For the structure that the Sensor Network body after to extension carries out internal correlation, including:The biography after to extension At least two information felt in the geographical space Sensor Network observation resource of net body are associated, for example, to sensor and Qi Guan Structure is associated between survey data, between observation data and observation product, between observation behavior and object of observation, construction method is Associating between class and class is built according to the relation on attributes between class in geographical space Sensor Network body design, is example class addition Attribute of a relation, is carried out such as between Observation example class and Sensor example class by " observedBy " attribute of a relation Association;And/or, to extension after the geographical space Sensor Network observation temporal characteristics of resource of the Sensor Network body, space it is special Levy, spectral signature and be associated using at least two features in feature, for example, to carry out so that manifold is associated as an example Association between observation resource is, it is necessary to topological relation according to its outsourcing rectangle is set up in two observation resource space relations Association, outsourcing rectangular example class possesses Data Property " hasbboxValue ", specifically outer for hourly observation resource Bag rectangular extent, then corresponding observation resource sets up attribute by Object Property " bounding box " with it Association.For example according to the value range of each outsourcing rectangular example class, observation product example class P_INS_Rain_20110304 is built The spatial relationship of " within " between region of interest example class " Hanyang District ", with observation product example class P_ The spatial relationship of " within " between LS5_TM_1230392011063BKT00;Observation product example class P_LS5_TM_ The spatial relationship of " contains " between 1230392011063BKT00 and region of interest example class " Hanyang District ", The spatial relationship of " contains " between observation product example class P_INS_Rain_20110304.

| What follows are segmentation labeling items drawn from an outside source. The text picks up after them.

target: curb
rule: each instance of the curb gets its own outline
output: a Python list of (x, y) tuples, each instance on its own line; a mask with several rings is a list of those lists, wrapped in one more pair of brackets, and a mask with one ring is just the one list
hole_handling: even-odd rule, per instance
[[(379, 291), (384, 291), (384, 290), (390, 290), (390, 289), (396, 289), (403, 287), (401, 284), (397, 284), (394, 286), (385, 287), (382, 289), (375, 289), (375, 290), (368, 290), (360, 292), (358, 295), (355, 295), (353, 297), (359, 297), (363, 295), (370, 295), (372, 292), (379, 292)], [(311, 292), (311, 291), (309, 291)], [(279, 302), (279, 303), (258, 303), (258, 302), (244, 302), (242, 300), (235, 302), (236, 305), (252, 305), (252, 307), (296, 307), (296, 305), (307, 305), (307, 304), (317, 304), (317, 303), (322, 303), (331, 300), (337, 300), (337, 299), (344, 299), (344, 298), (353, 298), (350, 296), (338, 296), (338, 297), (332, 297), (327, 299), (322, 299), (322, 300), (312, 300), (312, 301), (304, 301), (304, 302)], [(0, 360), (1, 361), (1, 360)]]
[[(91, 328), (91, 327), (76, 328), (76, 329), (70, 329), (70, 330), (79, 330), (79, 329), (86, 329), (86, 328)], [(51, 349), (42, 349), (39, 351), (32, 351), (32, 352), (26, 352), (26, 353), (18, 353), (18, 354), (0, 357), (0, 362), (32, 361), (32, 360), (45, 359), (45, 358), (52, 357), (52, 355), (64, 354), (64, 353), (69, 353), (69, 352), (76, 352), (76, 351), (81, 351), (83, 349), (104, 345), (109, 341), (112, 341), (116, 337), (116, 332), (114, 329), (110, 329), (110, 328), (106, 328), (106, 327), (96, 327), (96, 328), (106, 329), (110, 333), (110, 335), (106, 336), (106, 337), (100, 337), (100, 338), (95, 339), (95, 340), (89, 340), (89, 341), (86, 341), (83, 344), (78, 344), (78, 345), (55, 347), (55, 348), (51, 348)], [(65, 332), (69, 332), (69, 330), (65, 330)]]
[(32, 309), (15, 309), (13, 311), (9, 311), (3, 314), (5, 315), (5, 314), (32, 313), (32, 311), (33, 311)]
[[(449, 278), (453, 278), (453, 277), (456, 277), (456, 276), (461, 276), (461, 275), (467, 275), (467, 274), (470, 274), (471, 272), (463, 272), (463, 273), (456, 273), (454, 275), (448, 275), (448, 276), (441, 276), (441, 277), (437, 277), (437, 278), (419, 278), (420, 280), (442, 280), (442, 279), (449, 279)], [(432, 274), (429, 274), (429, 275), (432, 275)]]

And, to extension after the Sensor Network body carry out the structure of outside association, including:The geography after by extension Space Sensor Network body is associated with the data in open geography cloud platform.Geographical cloud platform can for GeoName and/or GADM-RDF.The method for associating is built with GeoNames is:The two simulation rainfall monitoring website example class that it will be assumed " Rainfall_recorder_001 " and " Rainfall_recorder_002 " is introduced by from GeoNames Ontology Object Property " nearby " and region of interest example class " Hanyang District " set up Attribute Association, associate To in GeoNames in the URI of Hanyang District.The method for associating is built with GADM-RDF is:By observing resource and region of interest reality The topological correlation set up between example, resource will be observed in data set will be associated with Hanyang District in GADM-RDF by topological relation In URI.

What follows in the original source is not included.